Golf Courses of the British Isles by Bernard Darwin

Golf in the Kingdom by Michael Murphy (I think)

The Mystery of Golf by Arnold Haultain--one of the strangest golf books ever written

We've already listed so many baseball books here that I won't repeat the more obvious ones, except perhaps for Robert Creamer's biography of Babe Ruth. Some classic Ruth stories included.

Loose Balls by Terry Pluto, a riotous look at the ABA

Finally, the absolute best sports fiction is Fred Exley's A Fan's Notes. I don't think anybody here has read this one, but it's one of the great novels of the past fifty years, a retelling of Gatsby with the "real" Fred Exley taking the Gatsby role--and the narrator's role as well. It features an amzing cast of characters, most notably Mr. Blue, a man who loved two things in life, aluminium siding and cunnilingus.

John

BTW, agree completely with Fever Pitch

Dynasty
08-19-2003, 12:55 AM
The book "Searching for Bobby Fischer" was considerably better than the movie.

David Steele
08-19-2003, 01:13 AM
John mentioned the previous thread on baseball books, but
I really enjoyed:

The Glory of Their Times by Lawrence Ritter

after hearing about it here.

D.

M2d
08-19-2003, 02:13 AM
Boys of Summer-Roger Kahn
any Roger Angell

Sooga
08-19-2003, 02:57 AM
Certainly you've read 'Ball Four' by Jim Bouton.... a great book, even if you've never even heard of the sport. If you're just a pure baseball fan, you need to get Bill James's New Historical Baseball Abstract.

Cyrus
08-19-2003, 08:03 AM
I remember understanding the game for the first time (i.e. understanding that I only thought I understood the game before that) after I read that book by the ex-1986 Mets first baseman.

Ulysses
08-19-2003, 08:12 AM
First off, another vote for Fever Pitch.

A few very well known ones:

David Halberstam - Some gems like The Amateurs, plus a bunch of baseball books for those of you into that.

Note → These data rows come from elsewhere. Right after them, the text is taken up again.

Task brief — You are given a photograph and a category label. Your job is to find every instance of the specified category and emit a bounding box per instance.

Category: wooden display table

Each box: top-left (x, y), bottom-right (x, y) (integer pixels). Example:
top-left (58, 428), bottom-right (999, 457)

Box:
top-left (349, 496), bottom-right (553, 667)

John Feinstein - A March to Madness, The Last Amateurs, Season on the Brink, a few others and of course a bunch of golf books for those of you who into that.

Into Thin Air - Jon Krakauer - OK, more adventure than sport, but probably qualifies

And a few you probably haven't read:

Among the Thugs - Bill Buford - about soccer hooligans. Excellent.

God of the Rodeo - Daniel Bergner - about prison rodeo

and lastly, a really outstanding book:

Word Freak - Stefan Fatses - about competition Scrabble players. This was a really great read.

Mash
08-19-2003, 11:31 AM
I agree, "Ball Four" needs to be on top of everyones sports/games book list.

Also Tom Lasorda's autobiograghy is a great read. Even if you are not a Dodger fan you will enjoy this book.